Drogués traqués à l’école
Le président de l’UDC Valais veut instaurer des tests d’urine. Le chef du Département de l’éducation s’insurge contre cette idée
Raphaël Filliez, le président de l’UDC Valais, est catégorique: «Le cannabis est un fléau qui met en danger l’avenir de la jeunesse suisse. Il entraîne notamment des troubles de la mémoire et de la concentration. D’où une augmentation de l’échec scolaire.» Pour lui, «la guerre contre le cannabis doit être totale»!

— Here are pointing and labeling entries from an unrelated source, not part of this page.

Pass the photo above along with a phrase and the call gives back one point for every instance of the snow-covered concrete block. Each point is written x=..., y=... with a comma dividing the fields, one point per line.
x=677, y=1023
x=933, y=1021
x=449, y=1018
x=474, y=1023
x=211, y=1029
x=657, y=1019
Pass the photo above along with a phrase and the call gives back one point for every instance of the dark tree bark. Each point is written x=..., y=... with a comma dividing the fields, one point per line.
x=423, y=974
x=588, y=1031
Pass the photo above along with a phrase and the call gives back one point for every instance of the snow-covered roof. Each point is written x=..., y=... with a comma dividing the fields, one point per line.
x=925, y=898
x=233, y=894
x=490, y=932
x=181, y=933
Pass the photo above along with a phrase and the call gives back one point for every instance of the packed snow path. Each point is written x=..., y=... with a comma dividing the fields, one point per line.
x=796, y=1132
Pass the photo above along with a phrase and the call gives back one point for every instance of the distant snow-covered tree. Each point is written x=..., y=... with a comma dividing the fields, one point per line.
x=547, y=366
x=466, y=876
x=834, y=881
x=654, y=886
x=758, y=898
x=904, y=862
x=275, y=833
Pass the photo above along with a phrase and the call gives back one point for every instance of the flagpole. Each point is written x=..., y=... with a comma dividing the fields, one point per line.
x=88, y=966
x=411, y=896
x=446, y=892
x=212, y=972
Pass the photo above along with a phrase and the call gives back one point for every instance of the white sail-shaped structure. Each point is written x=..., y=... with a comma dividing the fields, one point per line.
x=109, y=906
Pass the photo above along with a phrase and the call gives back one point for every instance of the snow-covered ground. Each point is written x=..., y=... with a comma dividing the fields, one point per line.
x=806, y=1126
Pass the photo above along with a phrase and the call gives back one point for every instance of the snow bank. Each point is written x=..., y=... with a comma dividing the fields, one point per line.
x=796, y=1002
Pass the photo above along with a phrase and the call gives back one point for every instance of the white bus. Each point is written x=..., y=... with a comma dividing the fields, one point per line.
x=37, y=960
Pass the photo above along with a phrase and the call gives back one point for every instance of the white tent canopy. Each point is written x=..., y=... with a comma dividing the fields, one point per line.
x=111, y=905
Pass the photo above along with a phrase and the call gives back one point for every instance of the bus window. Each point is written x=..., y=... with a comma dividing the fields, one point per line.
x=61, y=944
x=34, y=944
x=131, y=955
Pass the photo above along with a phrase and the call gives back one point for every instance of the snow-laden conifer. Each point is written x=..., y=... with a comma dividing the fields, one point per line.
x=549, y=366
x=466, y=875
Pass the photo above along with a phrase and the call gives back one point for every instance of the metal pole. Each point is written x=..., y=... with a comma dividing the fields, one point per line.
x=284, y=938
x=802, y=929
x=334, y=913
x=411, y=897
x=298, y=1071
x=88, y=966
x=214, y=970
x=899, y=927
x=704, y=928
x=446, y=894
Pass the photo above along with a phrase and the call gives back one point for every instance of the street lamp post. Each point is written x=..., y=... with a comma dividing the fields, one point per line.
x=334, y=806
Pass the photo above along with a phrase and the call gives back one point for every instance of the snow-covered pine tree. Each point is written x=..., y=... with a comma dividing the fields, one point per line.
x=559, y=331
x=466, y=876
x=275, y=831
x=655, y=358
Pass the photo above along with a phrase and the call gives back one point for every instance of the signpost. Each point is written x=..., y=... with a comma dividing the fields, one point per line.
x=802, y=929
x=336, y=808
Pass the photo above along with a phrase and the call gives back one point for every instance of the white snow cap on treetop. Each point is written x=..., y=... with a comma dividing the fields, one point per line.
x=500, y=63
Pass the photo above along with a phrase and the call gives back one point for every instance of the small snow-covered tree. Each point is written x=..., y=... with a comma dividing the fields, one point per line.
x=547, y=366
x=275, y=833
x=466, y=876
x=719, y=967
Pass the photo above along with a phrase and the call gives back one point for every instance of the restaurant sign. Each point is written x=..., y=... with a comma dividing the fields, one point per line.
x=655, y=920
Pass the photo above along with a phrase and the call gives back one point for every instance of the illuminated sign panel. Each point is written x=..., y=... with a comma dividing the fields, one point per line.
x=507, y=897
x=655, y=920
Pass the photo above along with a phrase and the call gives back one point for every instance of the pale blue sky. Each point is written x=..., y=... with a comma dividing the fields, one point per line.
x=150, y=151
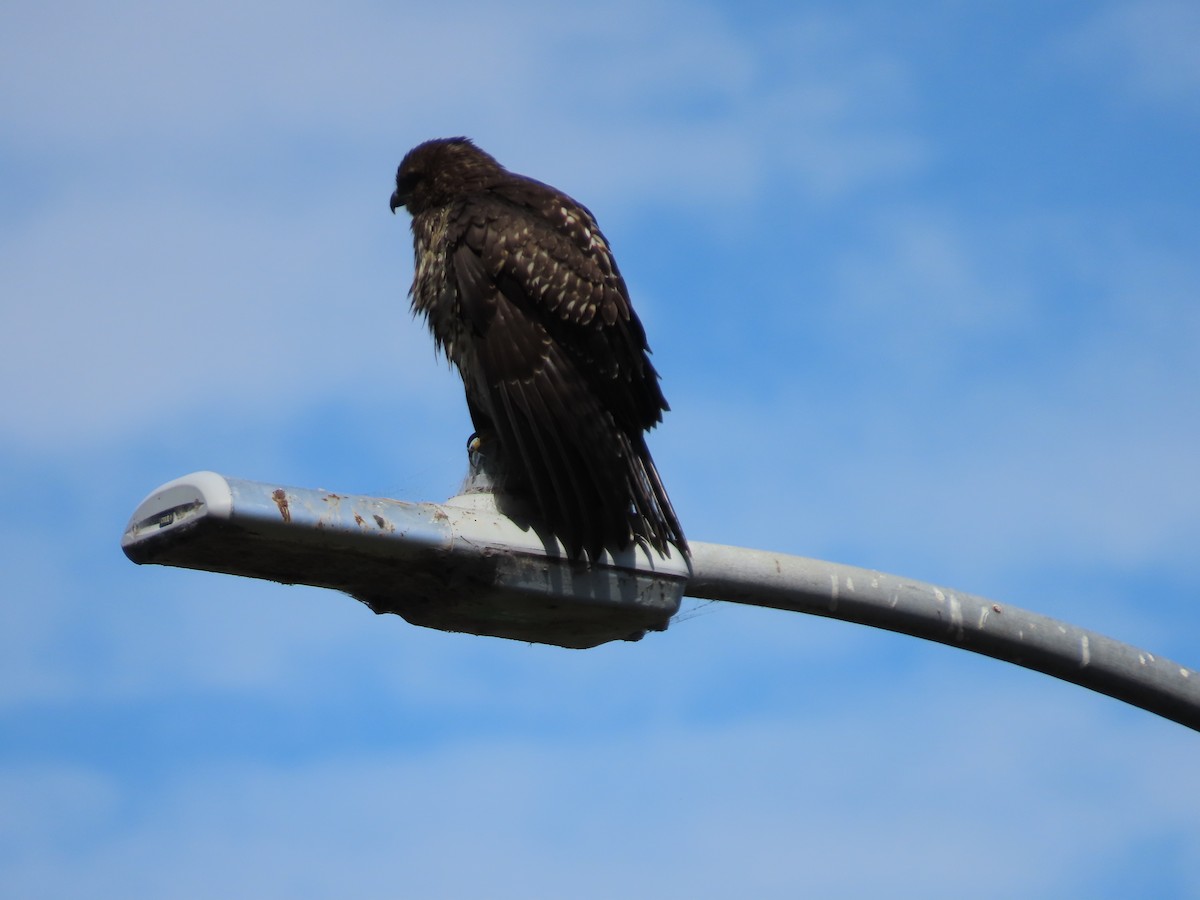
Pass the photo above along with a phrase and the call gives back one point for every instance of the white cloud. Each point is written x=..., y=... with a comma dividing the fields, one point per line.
x=935, y=795
x=1147, y=48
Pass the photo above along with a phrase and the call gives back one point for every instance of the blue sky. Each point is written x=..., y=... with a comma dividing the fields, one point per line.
x=924, y=288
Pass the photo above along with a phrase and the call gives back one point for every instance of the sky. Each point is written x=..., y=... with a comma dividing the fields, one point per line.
x=923, y=285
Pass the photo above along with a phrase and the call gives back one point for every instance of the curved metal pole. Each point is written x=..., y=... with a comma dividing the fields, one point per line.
x=971, y=623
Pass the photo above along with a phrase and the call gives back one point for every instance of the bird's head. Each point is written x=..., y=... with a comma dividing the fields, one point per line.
x=438, y=171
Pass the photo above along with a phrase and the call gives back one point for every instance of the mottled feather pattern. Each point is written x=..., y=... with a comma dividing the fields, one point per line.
x=522, y=294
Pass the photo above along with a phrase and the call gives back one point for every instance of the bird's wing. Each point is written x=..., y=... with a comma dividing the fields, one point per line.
x=559, y=369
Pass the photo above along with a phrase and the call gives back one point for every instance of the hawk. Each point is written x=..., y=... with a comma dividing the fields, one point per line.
x=523, y=297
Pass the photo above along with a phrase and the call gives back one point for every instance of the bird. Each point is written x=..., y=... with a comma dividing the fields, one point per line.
x=523, y=297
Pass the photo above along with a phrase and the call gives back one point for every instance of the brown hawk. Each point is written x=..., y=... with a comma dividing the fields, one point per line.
x=522, y=294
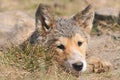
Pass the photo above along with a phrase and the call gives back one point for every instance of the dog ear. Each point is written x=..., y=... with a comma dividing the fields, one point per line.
x=85, y=18
x=44, y=18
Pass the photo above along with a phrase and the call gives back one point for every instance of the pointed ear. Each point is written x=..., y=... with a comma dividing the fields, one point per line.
x=85, y=18
x=44, y=18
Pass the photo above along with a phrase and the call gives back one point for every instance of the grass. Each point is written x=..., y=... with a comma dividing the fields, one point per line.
x=36, y=62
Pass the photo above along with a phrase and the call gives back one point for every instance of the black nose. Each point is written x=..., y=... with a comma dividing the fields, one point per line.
x=78, y=66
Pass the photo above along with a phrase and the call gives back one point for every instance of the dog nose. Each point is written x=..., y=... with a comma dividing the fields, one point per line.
x=78, y=66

En guise de méthode radicale, il propose ainsi d’introduire un dépistage systématique du cannabis dans les écoles, par le biais d’un test d’urine. Cependant, «test systématique» ne signifie pas qu’il serait effectué tous les matins et pour tous les élèves. «On le ferait en cas de suspicion ou par un système aléatoire: par exemple, en tirant au sort un certain nombre d’élèves», explique Raphaël Filliez. «La menace du test devrait les inciter à arrêter; le but n’est pas d’attraper les fumeurs de joints», poursuit le politicien valaisan, en rappelant quelques chiffres révélateurs: en Suisse, près de la moitié des 15-19 ans avouent avoir consommé du cannabis et un quart sont devenus des consommateurs réguliers. «Les écoles et le Département de la santé publique doivent donc se sentir concernés par ce fléau», précise M. Filliez.
Pourtant, si Claude Roch, le chef du Département de l’éducation, note qu’il est contre le cannabis, il ajoute que «ce n’est pas à l’école de faire ce genre de dépistage. C’est le rôle des parents, leur responsabilité.» Même réticence du côté de la Ligue valaisanne contre les toxicomanies (LVT). «Que les écoles soient attentives à des signes de dysfonctionnement des élèves, c’est indispensable, mais faire du «flicage», c’est contre-indiqué. Quand on découvrira que x% des jeunes ont consommé, que se passera-t-il? On les évacuera juste pour faire plus propre?» s’exclame Jean-Daniel Barman, président de la LVT.
«La menace du test devrait inciter les élèves à arrêter; le but n’est pas d’attraper les fumeurs de joints»
Raphaël Filliez, président de l’UDC Valais
Certains parents favorables
Si certains parents désapprouvent cette idée de test systématique, d’autres se disent plutôt favorables, à l’instar de Patricia Reber, vice-présidente de la Fédération des associations de parents d’élèves du Valais: «Ce ne serait pas un mal, mais si certains parents s’y opposent, ce ne sera plus possible en vertu de la protection de la sphère privée.»